Tinjauan Pustaka kali ini akan membahas salah satu buku "Hujan Bulan Juni" karya Sapardi Djoko Damono
Identitas Buku:
Judul: Hujan Bulan Juni (Kumpulan Puisi)
Penulis: Sapardi Djoko Damono
Penerbit: Gramedia Pustaka Utama (Edisi terbaru)
Kesederhanaan yang Menghujam Jantung
Bagi para pecinta sastra, nama Sapardi Djoko Damono adalah sinonim dari kesederhanaan yang magis. Buku kumpulan puisi *Hujan Bulan Juni* bukan sekadar deretan kata, melainkan sebuah ruang kontemplasi tentang cinta, kerinduan, dan penerimaan.
Di dalamnya, Sapardi tidak menggunakan diksi yang rumit atau metafora yang meledak-ledak; ia justru memilih kata-kata sehari-hari yang disusun sedemikian rupa hingga terasa sangat personal.
Memaknai "Hujan" dan "Ketabahan"
Puisi utamanya yang berjudul sama dengan buku ini, *Hujan Bulan Juni*, telah menjadi ikon dalam sastra Indonesia. Sapardi menggambarkan cinta melalui sosok hujan yang turun di waktu yang "salah"—yakni bulan Juni, saat musim kemarau biasanya bertahta.
Melalui baris-barisnya, kita diajak menyelami tiga sifat mulia: ketabahan, kearifan, dan kebijakan. Hujan yang menahan rintiknya, menghapus jejak kakinya, dan membiarkan dirinya diserap oleh akar pohon bunga itu adalah simbol dari cinta yang tidak menuntut, cinta yang rela menyimpan rindu dalam diam.
Mengapa Harus Dibaca?
Buku ini sangat cocok dibaca oleh siapa saja yang sedang merasa lelah dengan hiruk-pikuk dunia. Membaca lembar demi lembar puisinya terasa seperti mendengarkan bisikan air yang tenang. Sapardi berhasil menangkap momen-momen kecil—seperti angin yang berbisik pada pohon atau bayang-bayang di lampu jalan—dan mengubahnya menjadi sesuatu yang sakral.
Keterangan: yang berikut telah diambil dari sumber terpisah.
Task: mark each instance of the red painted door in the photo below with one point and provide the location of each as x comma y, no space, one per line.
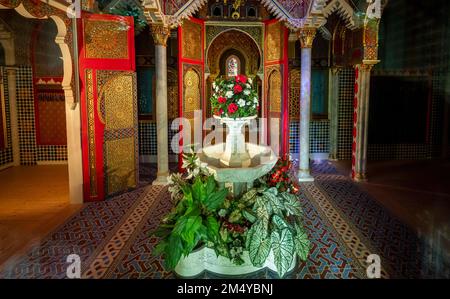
191,68
276,86
108,105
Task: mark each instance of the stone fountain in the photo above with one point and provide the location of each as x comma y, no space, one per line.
237,163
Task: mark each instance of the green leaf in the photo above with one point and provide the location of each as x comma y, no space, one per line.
210,185
173,251
215,199
302,243
191,226
283,250
279,222
259,249
276,205
198,190
249,197
249,216
235,216
212,226
291,204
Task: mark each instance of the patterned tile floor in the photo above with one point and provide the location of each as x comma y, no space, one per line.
344,224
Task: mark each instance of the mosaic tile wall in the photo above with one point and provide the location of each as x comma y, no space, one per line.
6,155
319,136
30,153
345,113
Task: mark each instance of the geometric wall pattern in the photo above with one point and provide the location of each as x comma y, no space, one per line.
6,155
319,136
345,113
30,152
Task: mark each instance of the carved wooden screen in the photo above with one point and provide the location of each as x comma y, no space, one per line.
191,70
3,125
276,85
109,105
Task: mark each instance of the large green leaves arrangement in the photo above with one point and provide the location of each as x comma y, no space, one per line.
276,219
192,222
264,219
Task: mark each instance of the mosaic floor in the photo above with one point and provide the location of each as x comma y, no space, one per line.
344,225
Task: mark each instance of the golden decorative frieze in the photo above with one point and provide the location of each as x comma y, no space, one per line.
274,42
306,36
106,39
91,132
192,40
160,34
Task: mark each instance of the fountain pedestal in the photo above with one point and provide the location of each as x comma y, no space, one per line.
236,153
238,163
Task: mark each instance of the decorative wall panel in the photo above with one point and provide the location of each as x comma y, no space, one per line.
192,40
275,91
274,41
117,109
121,170
50,116
192,91
6,155
294,94
106,39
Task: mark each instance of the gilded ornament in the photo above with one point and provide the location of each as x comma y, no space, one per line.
160,34
306,36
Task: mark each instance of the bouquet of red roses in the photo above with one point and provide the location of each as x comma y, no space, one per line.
281,176
234,97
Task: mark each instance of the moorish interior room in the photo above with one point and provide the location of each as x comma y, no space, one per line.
224,138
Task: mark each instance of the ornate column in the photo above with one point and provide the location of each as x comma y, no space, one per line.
361,99
360,120
333,107
306,36
11,74
160,34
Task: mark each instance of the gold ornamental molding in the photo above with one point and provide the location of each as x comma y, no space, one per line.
306,36
160,34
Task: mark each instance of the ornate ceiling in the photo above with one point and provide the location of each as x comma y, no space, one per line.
296,13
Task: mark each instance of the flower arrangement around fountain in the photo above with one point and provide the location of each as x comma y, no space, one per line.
265,222
234,97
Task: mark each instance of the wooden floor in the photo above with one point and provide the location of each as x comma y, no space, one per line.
416,192
33,201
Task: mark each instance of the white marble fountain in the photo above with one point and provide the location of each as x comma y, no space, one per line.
240,164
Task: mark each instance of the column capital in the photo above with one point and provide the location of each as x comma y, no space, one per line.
160,34
306,36
11,70
335,70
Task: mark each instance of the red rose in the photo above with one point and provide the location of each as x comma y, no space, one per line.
222,100
232,108
241,78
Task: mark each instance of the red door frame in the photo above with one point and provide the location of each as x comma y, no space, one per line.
284,65
98,64
181,61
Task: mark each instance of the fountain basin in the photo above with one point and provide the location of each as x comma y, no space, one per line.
261,160
205,259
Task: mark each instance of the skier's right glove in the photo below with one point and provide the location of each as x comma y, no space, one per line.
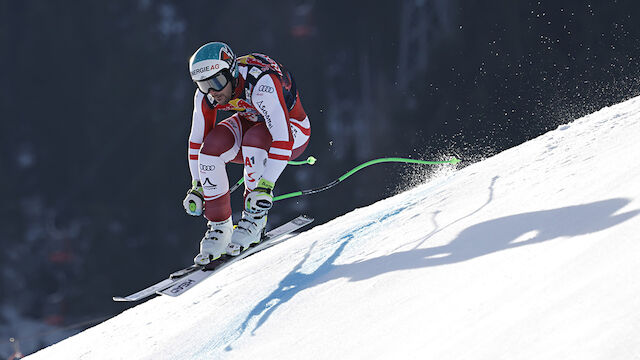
194,201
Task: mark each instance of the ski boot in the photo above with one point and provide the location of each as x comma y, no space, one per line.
215,241
249,231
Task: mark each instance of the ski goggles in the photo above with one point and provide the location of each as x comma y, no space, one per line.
217,82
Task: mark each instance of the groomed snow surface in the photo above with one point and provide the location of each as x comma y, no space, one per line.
531,254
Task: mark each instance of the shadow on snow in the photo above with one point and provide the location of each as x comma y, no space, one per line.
475,241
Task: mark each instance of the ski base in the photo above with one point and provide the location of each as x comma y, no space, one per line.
184,279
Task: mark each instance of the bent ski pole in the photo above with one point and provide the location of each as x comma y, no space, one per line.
359,167
310,160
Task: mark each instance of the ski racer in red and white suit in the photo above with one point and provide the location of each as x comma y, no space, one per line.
268,129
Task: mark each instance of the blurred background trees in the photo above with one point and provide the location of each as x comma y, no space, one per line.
96,102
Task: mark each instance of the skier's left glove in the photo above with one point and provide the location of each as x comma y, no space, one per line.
260,199
194,201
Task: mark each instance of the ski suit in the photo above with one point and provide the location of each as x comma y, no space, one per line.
269,128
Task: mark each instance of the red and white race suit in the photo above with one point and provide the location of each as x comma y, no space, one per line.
268,129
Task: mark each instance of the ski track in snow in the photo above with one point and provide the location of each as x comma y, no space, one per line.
529,254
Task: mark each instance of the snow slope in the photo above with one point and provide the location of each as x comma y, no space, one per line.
530,254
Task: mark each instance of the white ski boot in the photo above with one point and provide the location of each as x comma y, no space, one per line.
215,241
249,231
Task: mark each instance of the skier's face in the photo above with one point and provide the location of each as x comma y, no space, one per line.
223,96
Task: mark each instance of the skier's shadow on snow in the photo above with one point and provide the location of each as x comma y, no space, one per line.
475,241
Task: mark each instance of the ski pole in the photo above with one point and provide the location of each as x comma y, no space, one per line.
310,160
359,167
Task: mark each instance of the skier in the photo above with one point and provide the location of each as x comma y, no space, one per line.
269,128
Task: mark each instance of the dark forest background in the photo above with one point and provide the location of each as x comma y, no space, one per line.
96,101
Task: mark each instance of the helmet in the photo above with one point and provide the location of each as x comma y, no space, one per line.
212,65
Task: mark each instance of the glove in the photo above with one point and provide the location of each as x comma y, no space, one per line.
260,199
194,201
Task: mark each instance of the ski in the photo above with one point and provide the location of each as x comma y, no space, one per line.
184,279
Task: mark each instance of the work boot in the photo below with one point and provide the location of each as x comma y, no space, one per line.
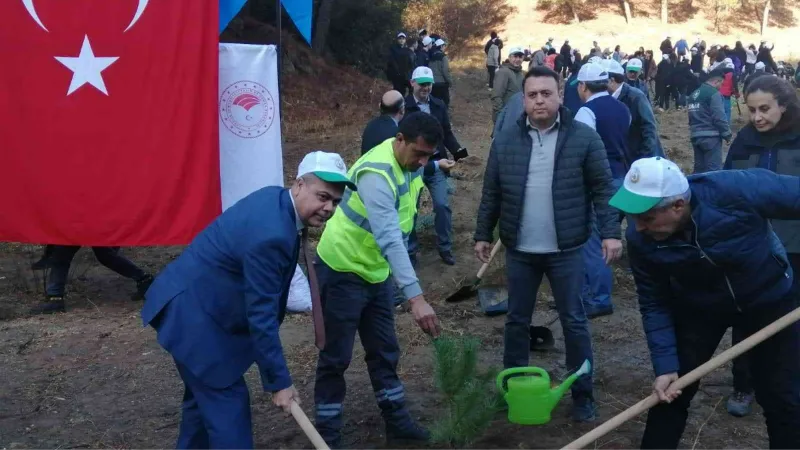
740,404
407,432
448,258
142,285
584,410
54,304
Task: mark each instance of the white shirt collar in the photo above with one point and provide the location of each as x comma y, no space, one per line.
619,90
596,95
299,222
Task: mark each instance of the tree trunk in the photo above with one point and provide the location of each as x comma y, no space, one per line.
626,6
323,24
574,12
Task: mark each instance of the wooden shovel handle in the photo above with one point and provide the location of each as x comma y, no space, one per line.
311,432
712,364
491,256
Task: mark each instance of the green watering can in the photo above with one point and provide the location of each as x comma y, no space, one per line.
530,398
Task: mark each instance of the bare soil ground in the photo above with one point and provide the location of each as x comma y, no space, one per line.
94,378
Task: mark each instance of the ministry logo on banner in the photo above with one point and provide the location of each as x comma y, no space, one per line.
249,120
247,109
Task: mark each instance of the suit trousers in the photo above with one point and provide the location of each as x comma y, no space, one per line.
214,419
351,305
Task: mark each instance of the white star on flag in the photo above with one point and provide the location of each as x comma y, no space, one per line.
86,68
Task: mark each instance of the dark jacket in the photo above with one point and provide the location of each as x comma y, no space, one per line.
218,306
397,63
778,152
706,114
438,110
581,179
377,130
727,260
643,139
423,58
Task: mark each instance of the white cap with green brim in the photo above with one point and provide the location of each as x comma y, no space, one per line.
649,181
326,166
422,74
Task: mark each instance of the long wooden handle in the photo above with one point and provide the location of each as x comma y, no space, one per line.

Bagi penulis pemula, buku ini adalah "guru" terbaik untuk belajar bagaimana sebuah perasaan yang kompleks bisa disampaikan dengan kalimat yang sangat singkat dan jernih.
Kutipan Favorit:
*"Tak ada yang lebih tabah dari hujan bulan Juni*
*Dirahasiakannya rintik rindunya kepada pohon berbunga itu"*
Kesimpulan
Hujan Bulan Juni adalah sebuah mahakarya yang tidak akan lekang oleh waktu. Ia adalah pengingat bahwa dalam dunia yang serba cepat ini, masih ada ruang untuk menjadi tabah dan bijaksana. Memiliki buku ini di rak perpustakaan pribadi adalah sebuah keharusan bagi setiap penikmat kata.